Attempts to solve the problem posed by lack of optically transparent glasses of high refractive index have also been made by altering the composition of oxide glasses so as to include large proportions of heavy metal cations and heavy metal glassformers. For instance, the calcium oxide of normal "soda-lime silicate" glass is replaced by lead (and, indeed, as a major component in the well known lead crystal glasses is responsible for their aesthetic qualities which are a direct consequence of the high refractive indices of those glasses). In other variations, the sodium oxide is replaced by silver or thallium oxide, while the "glassformer" SiO.sub.2 is replaced by oxides such as Bi.sub.2 O.sub.3 or As.sub.2 O.sub.3. By such replacements, oxide glasses with extremely high refractive indices have been obtained (see, e.g. W. Dumbaugh and J. Laupp, in the J. American Ceramic Soc., vol. 75, pp. 2315-2326 (1992)). However, the high refractive index is obtained in these oxide glasses at the cost of greatly lowered softening temperatures, generally in the range 300.degree.-450.degree. C. One glass of this type containing germanium oxide along with lead and bismuth oxide was shown to have a softening temperature of 470.degree. C. but the refractive index was decreased to 1.94.
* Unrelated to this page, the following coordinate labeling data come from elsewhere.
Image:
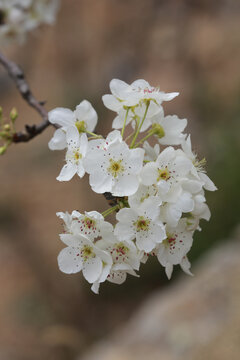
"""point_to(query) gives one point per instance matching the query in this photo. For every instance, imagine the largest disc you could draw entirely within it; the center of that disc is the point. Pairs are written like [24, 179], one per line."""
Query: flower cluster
[158, 193]
[17, 17]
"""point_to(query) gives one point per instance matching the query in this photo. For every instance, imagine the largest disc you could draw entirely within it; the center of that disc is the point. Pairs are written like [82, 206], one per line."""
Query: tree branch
[16, 73]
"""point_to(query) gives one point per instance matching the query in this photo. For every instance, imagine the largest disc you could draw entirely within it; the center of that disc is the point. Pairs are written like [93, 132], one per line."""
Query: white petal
[80, 169]
[95, 287]
[67, 172]
[83, 144]
[111, 103]
[169, 270]
[71, 240]
[126, 185]
[140, 83]
[186, 265]
[72, 136]
[149, 174]
[92, 269]
[117, 277]
[100, 182]
[58, 141]
[208, 184]
[69, 261]
[61, 116]
[85, 112]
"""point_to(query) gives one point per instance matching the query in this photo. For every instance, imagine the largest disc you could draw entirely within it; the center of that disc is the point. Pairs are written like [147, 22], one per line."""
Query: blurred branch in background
[16, 73]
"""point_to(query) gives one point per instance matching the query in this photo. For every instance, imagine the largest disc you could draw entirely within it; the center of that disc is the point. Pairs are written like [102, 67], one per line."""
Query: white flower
[92, 225]
[167, 171]
[172, 212]
[169, 129]
[82, 254]
[135, 98]
[197, 169]
[77, 149]
[151, 152]
[124, 95]
[177, 244]
[185, 265]
[141, 223]
[143, 193]
[84, 118]
[114, 169]
[200, 211]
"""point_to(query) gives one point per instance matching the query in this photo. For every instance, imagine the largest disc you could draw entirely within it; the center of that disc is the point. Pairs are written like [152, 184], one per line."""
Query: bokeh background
[190, 46]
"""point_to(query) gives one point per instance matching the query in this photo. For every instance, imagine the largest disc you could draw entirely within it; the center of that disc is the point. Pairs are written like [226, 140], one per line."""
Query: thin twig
[16, 73]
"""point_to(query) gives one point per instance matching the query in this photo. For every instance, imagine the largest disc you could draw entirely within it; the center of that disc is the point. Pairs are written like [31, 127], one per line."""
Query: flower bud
[13, 115]
[158, 130]
[3, 149]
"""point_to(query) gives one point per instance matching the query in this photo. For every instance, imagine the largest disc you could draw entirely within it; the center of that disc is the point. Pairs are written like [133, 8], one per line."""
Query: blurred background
[188, 46]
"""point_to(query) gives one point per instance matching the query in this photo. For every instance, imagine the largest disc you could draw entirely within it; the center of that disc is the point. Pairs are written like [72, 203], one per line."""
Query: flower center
[115, 167]
[89, 223]
[2, 17]
[81, 126]
[121, 248]
[170, 241]
[77, 155]
[87, 252]
[142, 224]
[158, 130]
[163, 174]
Further attempts to improve the glass properties have been made by replacing the oxide ions in the silicate or phosphate glass-forming system by nitride ions, as described in U.S. Pat. No. 4,070,198, Chyung et al. and by S. Sakka, in the Annual Review of Materials science, vol. 16, p. 29 (1986). This procedure has the desired results of simultaneously raising the glass transformation temperature and hardness of the glassy material, along with its refractive index. However, none of these previous efforts was able to replace more than 20-25 atomic per cent of the initial oxygen anions with nitrogen.
Thus it is readily apparent that a great need exists for the development of a new type of glassy material in which all four of the desiderata listed above: high refractive index, high softening temperature, resistance to air and moisture, and high hardness, are obtained. It is towards this goal that the present invention is directed. A preferred embodiment of the present invention obtains all of the desiderata listed above, and furthermore may in principle be produced by methodology much simpler than those previously used to produce currently available examples of the material.